Les 9 meilleurs séparateurs de stems IA gratuits en 2026

Séparer la voix, la batterie ou la basse d’une chanson pour t’entraîner, faire un remix, ou étudier un mix : en 2026, l’IA le fait en quelques secondes, souvent gratuitement. Voici les 9 outils qui dominent.

Il y a cinq ans, isoler la voix d’un morceau commercial relevait du miracle ou du bidouillage pénible (inversion de phase, EQ agressif, résultat moyen). Aujourd’hui, les réseaux neuronaux entraînés sur des millions d’heures de musique séparent proprement une track stéréo en 4 à 6 pistes isolées — voix, batterie, basse, piano, guitares, autres.
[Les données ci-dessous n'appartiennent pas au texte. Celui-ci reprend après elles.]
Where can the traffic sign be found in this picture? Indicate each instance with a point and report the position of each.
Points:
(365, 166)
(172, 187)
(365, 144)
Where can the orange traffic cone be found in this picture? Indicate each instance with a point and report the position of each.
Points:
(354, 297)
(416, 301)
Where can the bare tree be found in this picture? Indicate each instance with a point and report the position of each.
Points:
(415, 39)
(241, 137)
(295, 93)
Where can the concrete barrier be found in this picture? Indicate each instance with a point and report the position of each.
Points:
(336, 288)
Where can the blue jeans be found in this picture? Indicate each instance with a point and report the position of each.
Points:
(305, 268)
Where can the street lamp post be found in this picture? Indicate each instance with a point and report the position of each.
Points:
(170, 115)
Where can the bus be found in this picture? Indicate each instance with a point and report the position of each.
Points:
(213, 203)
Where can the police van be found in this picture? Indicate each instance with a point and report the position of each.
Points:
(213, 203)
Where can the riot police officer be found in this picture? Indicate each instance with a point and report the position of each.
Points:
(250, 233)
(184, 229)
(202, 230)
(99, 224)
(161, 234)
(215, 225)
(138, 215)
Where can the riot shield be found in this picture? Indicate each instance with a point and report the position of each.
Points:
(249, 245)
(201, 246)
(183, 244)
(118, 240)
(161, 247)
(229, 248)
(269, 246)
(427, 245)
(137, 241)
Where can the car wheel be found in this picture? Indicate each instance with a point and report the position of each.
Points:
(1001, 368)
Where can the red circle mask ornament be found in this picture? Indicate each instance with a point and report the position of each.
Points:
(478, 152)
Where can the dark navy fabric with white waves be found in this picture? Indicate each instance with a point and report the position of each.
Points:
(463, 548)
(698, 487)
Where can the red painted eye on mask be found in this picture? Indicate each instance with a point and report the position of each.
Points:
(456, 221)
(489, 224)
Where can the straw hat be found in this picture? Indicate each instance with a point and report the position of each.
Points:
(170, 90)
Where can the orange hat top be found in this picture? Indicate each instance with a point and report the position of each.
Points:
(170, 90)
Le résultat est bluffant, accessible depuis un navigateur, et souvent gratuit pour un usage raisonnable.

Ce guide te présente les 9 meilleurs séparateurs de stems IA en 2026 : leur technologie (Demucs, Hybrid Demucs, Open-Unmix, Spleeter), leurs tarifs réels, leurs limites, et le cadre légal pour utiliser les stems extraits sans te mettre en danger.

Séparateur de stems IA : comment ça fonctionne

Un séparateur de stems IA prend en entrée un fichier audio stéréo (MP3, WAV, FLAC) et te renvoie plusieurs pistes isolées — typiquement voix, drums, bass et “autres” (instruments divers). Le processus se déroule en cinq étapes invisibles pour l’utilisateur, mais capitales pour comprendre la qualité du résultat.

1. Transformation temps-fréquence. Le signal stéréo est converti en spectrogramme via une transformée de Fourier à court terme (STFT). Ce spectrogramme est une image 2D où chaque pixel représente l’énergie d’une fréquence à un instant donné.

2. Inférence du modèle neuronal. Un réseau de neurones — généralement un U-Net, un Transformer ou un modèle hybride temps-fréquence comme Demucs v4 — analyse le spectrogramme. Il a été entraîné sur des datasets comme MUSDB18 (150 morceaux avec stems originaux) ou des bases internes beaucoup plus massives pour les outils commerciaux.

3. Génération des masques. Le modèle produit un masque par source (voix, drums, bass, autres). Chaque masque est une matrice qui indique pour chaque fréquence et chaque instant : “cette énergie appartient à la voix à 87 %, à la batterie à 3 %, etc.”

4. Application et reconstruction. Les masques sont appliqués au spectrogramme original, puis transformés à nouveau en signal audio par STFT inverse. Résultat : quatre (ou six) pistes WAV isolées.

5. Post-traitement. Certains outils appliquent un léger denoising, une compensation de latence ou un gain matching pour harmoniser les niveaux entre stems.

Comment l'IA sépare les stems d'une chanson Le processus IA qui transforme une track stéréo en stems isolés.

Les modèles les plus cités en 2026 :

  • Spleeter (Deezer, 2019) : précurseur open source, basé sur un U-Net. Toujours utilisé car rapide et gratuit, mais dépassé en qualité pure.
  • Open-Unmix (Sony, Inria) : alternative open source à Spleeter, meilleur sur la basse.
  • Demucs (Meta AI) : référence qualité. La version Hybrid Demucs v4 combine analyse spectrale et analyse temporelle (waveform), et alimente la plupart des outils haut de gamme actuels.
  • Bandit et MDX-Net : modèles récents utilisés par les champions du Sound Demixing Challenge, souvent présents dans les paquets UVR.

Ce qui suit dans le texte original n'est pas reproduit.